Życie żużlowca

winerMoże się wydawać, iż żużlowiec ma wspaniałe styl życia. Robi to co kocha najbardziej i płacą mu za to, przy okazji dużo sobie zwiedzi gdy jest zawodnikiem także w ligach zagranicą. Pracuje tylko w weekendy i to tylko ok. 2h, gdyż tyle przeciętnie trwa mecz żużlowy pomiędzy zespołami. Tak to wszystko może tylko wyglądać .

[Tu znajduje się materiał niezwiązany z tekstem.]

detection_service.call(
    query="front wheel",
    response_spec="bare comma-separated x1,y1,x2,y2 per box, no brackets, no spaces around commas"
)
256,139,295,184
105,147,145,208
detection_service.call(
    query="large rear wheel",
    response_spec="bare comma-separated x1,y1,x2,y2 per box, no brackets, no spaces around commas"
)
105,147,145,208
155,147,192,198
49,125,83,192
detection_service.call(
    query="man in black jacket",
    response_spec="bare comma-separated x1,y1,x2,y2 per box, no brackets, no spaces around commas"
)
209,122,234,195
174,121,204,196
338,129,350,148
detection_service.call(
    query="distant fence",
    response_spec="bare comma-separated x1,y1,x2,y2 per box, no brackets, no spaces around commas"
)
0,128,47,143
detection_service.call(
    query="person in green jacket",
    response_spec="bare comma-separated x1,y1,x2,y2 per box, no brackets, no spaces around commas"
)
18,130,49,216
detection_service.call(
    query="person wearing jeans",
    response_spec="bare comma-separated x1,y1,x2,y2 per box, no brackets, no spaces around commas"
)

Gdy jednak poznamy styl życia od środka wówczas wszystko zmienia się diametralnie. Nie ma co ukrywać, iż żużel jest sportem niezwykle niebezpiecznym. W każdym biegu każdy z zawodników ma świadomość tego, iż wypadek może zakończyć się śmiercią. Trzeba pokonać taką barierę strachu. Żużlowiec szczególnie na początku swojej kariery jest zdany tylko na siebie w kwestiach finansowych. Sam musi sobie zorganizować środki na zakup maszyny żużlowej, ochraniaczy oraz licznych elementów eksploatacyjnych np., opony.

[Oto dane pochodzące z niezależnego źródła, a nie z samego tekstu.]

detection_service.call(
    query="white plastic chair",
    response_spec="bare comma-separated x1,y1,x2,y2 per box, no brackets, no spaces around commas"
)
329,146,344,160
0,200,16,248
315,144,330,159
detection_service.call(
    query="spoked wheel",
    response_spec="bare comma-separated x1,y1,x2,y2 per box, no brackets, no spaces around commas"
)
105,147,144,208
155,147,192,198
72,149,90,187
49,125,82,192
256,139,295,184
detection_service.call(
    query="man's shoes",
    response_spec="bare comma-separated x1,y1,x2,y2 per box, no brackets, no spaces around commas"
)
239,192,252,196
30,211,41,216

Nawet słynny Tomasz Gollob aby kupić wysokiej jakości sprzęt musiał skorzystać z kredytów bankowych. Inną kwestią są podróże. Gdy żużlowiec uczestniczy w kilku ligach, wówczas jego życie to jedna wielka podróż. Biorąc pod uwagę kilka meczy ligowych w miesiącu, udział w turnieju Grand Prix oraz liczne treningi na torze i siłowni może zastawiać się czy taka osoba w ogóle ma czas dla siebie? No ale taka jest ich pasja i wybór.